Książki dla dzieci to temat rzeka. Na rynku wydawniczym jest ich całkiem sporo, od miałkich, wtórnych, kiepsko zilustrowanych po dzieła wybitne, wykraczające poza pewne ramy. A i wśród tych wartościowych mamy całe spektrum treści i tematów. Ja z lubością przyglądam się - poza rodzimymi - treściom płynącym z krajów skandynawskich, ponieważ często prezentują ciekawy punkt widzenia lub ujęcie tematu. Nic więc dziwnego, że ucieszyłam się, kiedy w moje ręce trafiły Motylki i Mrówki Piji Lindebaum.

Dwie grupy dzieci, Motylki i Mrówki, żyją pod czujnym okiem Kierowniczki w świecie ograniczonym przez białą linię. To świat jasnych, choć niekoniecznie zrozumiałych, zasad i mających zapewnić bezpieczeństwo reguł. Ale czy na pewno wszyscy czują się w nim dobrze i mają te same prawa? Dzieci wymyślają pewien ciekawy eksperyment, który pozwoli to sprawdzić.


[#zwojtkowejbiblioteczki] Pija Lindebaum, Motylki i Mrówki [Zakamarki]

[#zwojtkowejbiblioteczki] Pija Lindebaum, Motylki i Mrówki [Zakamarki]

Pija Lindenbaum to nagrodzona wieloma nagrodami szwedzka autorka i ilustratorka, ceniona przede wszystkim za swoje książki obrazkowe, w których wnikliwą obserwację rzeczywistości łączy z metaforą i wyobraźnią, a wszystko zanurza w charakterystycznej intensywnej kolorystyce. W Polsce znamy m.in. jej książki o Nusi (w tym Nusia i wilki), Filipie, Igorze, Doris, Soni czy Zlatance.

Ta książka jest wyjątkowa pod wieloma względami. Stosunek objętości tekstu do ilustracji wskazywałby, że jest lekturą dla najmłodszych, dzieci w wieku przedszkolnym, ale jest w niej coś, co sprawia, że stanowi doskonałą lekturę dla odbiorców w bardzo różnym wieku, którzy odbiór będą filtrować przez własne doświadczenia i wiedzę, wyłuskując zupełnie nowe znaczenia. 

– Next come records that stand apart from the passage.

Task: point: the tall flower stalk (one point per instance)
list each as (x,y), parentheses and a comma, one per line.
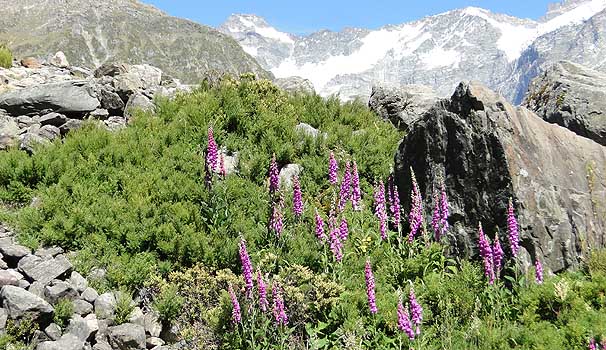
(356,193)
(297,197)
(279,309)
(345,192)
(486,254)
(415,217)
(380,208)
(333,169)
(247,270)
(236,313)
(512,230)
(370,287)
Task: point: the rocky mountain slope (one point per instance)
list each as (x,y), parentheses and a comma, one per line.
(93,32)
(503,52)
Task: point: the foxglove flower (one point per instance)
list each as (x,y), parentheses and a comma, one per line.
(512,228)
(486,254)
(276,222)
(335,240)
(297,198)
(279,310)
(436,218)
(236,314)
(404,323)
(498,254)
(212,153)
(274,175)
(538,268)
(380,209)
(416,310)
(262,291)
(370,287)
(320,227)
(356,193)
(333,169)
(343,230)
(345,192)
(247,270)
(415,217)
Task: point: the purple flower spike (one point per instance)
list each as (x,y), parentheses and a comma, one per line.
(279,310)
(276,222)
(356,193)
(263,304)
(246,268)
(404,323)
(415,217)
(486,254)
(343,229)
(512,228)
(320,227)
(380,209)
(416,310)
(538,268)
(274,175)
(212,153)
(497,255)
(345,192)
(297,197)
(333,169)
(370,287)
(236,314)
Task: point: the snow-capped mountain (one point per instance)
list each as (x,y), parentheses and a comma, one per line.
(502,51)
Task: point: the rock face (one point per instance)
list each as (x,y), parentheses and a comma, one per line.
(490,151)
(572,96)
(402,106)
(91,32)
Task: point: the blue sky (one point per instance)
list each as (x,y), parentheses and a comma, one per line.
(311,15)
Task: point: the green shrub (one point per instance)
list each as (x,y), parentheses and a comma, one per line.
(64,309)
(6,56)
(168,304)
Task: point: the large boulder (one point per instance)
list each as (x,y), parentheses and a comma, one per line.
(402,105)
(572,96)
(71,98)
(489,151)
(20,303)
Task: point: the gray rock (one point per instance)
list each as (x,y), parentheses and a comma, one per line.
(66,342)
(82,307)
(105,306)
(402,106)
(288,172)
(53,331)
(490,151)
(19,303)
(127,336)
(78,282)
(47,270)
(60,290)
(295,85)
(90,295)
(55,119)
(572,96)
(71,97)
(8,279)
(59,60)
(138,101)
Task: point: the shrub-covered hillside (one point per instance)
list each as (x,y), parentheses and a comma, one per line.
(230,263)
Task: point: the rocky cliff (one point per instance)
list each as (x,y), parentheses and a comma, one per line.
(489,151)
(93,32)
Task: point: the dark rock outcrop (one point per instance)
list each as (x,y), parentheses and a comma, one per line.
(490,151)
(402,106)
(572,96)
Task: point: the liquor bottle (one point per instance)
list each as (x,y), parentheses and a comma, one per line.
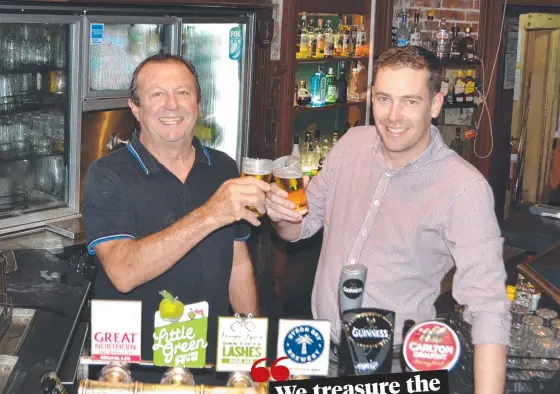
(403,35)
(339,38)
(318,87)
(459,88)
(470,87)
(353,93)
(429,40)
(320,37)
(347,39)
(416,35)
(362,50)
(331,95)
(295,149)
(457,143)
(304,39)
(329,39)
(468,46)
(442,39)
(304,96)
(353,40)
(455,44)
(298,37)
(312,40)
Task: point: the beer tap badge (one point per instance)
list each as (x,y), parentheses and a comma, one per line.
(431,345)
(368,334)
(353,288)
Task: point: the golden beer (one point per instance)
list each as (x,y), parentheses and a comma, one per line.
(296,192)
(257,168)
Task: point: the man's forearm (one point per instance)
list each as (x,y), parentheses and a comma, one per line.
(243,290)
(288,231)
(489,368)
(131,263)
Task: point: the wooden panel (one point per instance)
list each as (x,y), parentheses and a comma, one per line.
(332,6)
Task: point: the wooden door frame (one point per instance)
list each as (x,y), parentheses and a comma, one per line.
(495,168)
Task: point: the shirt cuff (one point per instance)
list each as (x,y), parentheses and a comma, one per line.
(100,240)
(491,328)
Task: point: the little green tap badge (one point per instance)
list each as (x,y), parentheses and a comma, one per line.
(180,333)
(241,342)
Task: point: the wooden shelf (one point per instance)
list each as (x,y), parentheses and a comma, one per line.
(459,63)
(331,106)
(331,59)
(462,105)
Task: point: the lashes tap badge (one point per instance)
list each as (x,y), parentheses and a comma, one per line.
(180,333)
(306,344)
(242,340)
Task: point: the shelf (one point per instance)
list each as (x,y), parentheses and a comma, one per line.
(455,105)
(459,63)
(331,59)
(332,106)
(35,103)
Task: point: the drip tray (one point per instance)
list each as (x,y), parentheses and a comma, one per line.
(11,342)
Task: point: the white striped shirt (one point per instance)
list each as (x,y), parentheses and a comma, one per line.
(409,226)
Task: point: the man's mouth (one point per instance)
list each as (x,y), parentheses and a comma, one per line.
(171,121)
(396,130)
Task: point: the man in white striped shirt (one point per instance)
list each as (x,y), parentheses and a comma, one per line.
(395,198)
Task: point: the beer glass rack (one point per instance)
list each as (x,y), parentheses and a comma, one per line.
(524,374)
(6,311)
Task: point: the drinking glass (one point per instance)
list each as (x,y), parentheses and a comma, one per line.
(288,175)
(257,168)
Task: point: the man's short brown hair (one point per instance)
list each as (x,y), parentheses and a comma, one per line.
(413,57)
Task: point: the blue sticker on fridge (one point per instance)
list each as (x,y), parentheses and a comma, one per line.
(96,33)
(235,43)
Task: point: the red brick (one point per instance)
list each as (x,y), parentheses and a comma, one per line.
(472,16)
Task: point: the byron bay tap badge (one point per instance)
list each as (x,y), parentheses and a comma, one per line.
(353,288)
(431,345)
(367,347)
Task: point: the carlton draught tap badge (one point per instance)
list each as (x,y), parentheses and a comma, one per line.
(367,345)
(431,345)
(180,333)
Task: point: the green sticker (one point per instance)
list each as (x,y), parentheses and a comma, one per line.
(182,343)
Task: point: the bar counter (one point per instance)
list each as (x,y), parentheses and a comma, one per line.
(58,294)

Wydaje mi się, że nie ma jednej słusznej interpretacji tej opowieści, co nie znaczy, że nie będzie pewnych zbieżności w odbiorze. Myślę, że wielu odbiorców zwróci uwagę na nieco inne elementy i nada historii nieco odmiennego znaczenia. Można ją czytać - z przyjemnością i spokojem - na bardzo podstawowym, najbliższym dosłowności poziomie, jako historię o dziwnym miejscu pełnym podzielonych na dwie grupy mieszkańców, którzy najpierw zamieniają się miejscami, a potem udają w drogę, ku temu, co nieznane. 


[#zwojtkowejbiblioteczki] Pija Lindebaum, Motylki i Mrówki [Zakamarki]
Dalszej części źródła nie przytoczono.